MAGMA MINGLING & MIXING: MAFIC ENCLAVES AND DIKES IN THE WOOLEY CREEK BATHOLITH, N. CALIFORNIA


BUCK, S.A.1, BARNES, Calvin G.1, YOSHINOBU, Aaron S.1, BARNES, Melanie A.2, COINT, Nolwenn2, HARGROVE, Brendan1 and LEOPOLD, Monika3, (1)Geosciences, Texas Tech University, Lubbock, TX 79409-1053, (2)Geosciences, Texas Tech University, Lubbock, TX 79409, (3)Geosciences, Texas Tech University, 2415 29th St, Lubbock, TX 79411, s.buck@ttu.edu

The tilted 159-156 Ma Wooley Creek batholith is a large, tilted intrusion with about 9 km of structural relief that provides a means to explore magma mixing and mingling at different structural levels. The pluton is zoned with structurally lowest gabbro, diorite, quartz diorite, & tonalite and structurally higher tonalite, granodiorite, & granite with sparse gabbro at contacts. Syn-plutonic mafic dikes and mafic magmatic enclaves (mme) occur throughout the batholith but are sparse in the lowest part and in greatest abundance in the central region. Enclave swarms and single mme are common in the upper part. Dikes and disrupted dikes are typically gabbro and diorite, whereas mme vary compositionally between gabbro and granodiorite.

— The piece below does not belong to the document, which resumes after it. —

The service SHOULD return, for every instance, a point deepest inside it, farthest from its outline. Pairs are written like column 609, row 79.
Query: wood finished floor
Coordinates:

Some enclaves are clearly the result of disruption of mafic dikes in still-molten host magma, thus allowing for chemical and mechanical mixing and dispersion of enclaves into the system. The mafic dikes are predominantly fine-grained and may have sparse plagioclase ± hornblende phenocrysts. The mme vary in shape from angular to ovoid and fusiform and in grain size from fine to medium with variable amounts of plagioclase, hornblende, & biotite ‘phenocrysts’. At least some of these ‘phenocrysts’ are identical to crystals in the host rocks.

For the batholith as a whole, the mme have major & trace element compositions that are broadly intermediate between mafic synplutonic dikes and the enclave’s host rock compositions. In this sense, mme compositions may represent mixing of existing magmas in the pluton with injected mafic (basaltic) magmas. Mixing probably began during disruption and dispersal of magmatic dikes. However, the fact that the groundmass mineral assemblage in the mme mimics that of their host rock type suggests that chemical exchange between host and mme magmas was commonly pervasive and continued to near-solidus conditions.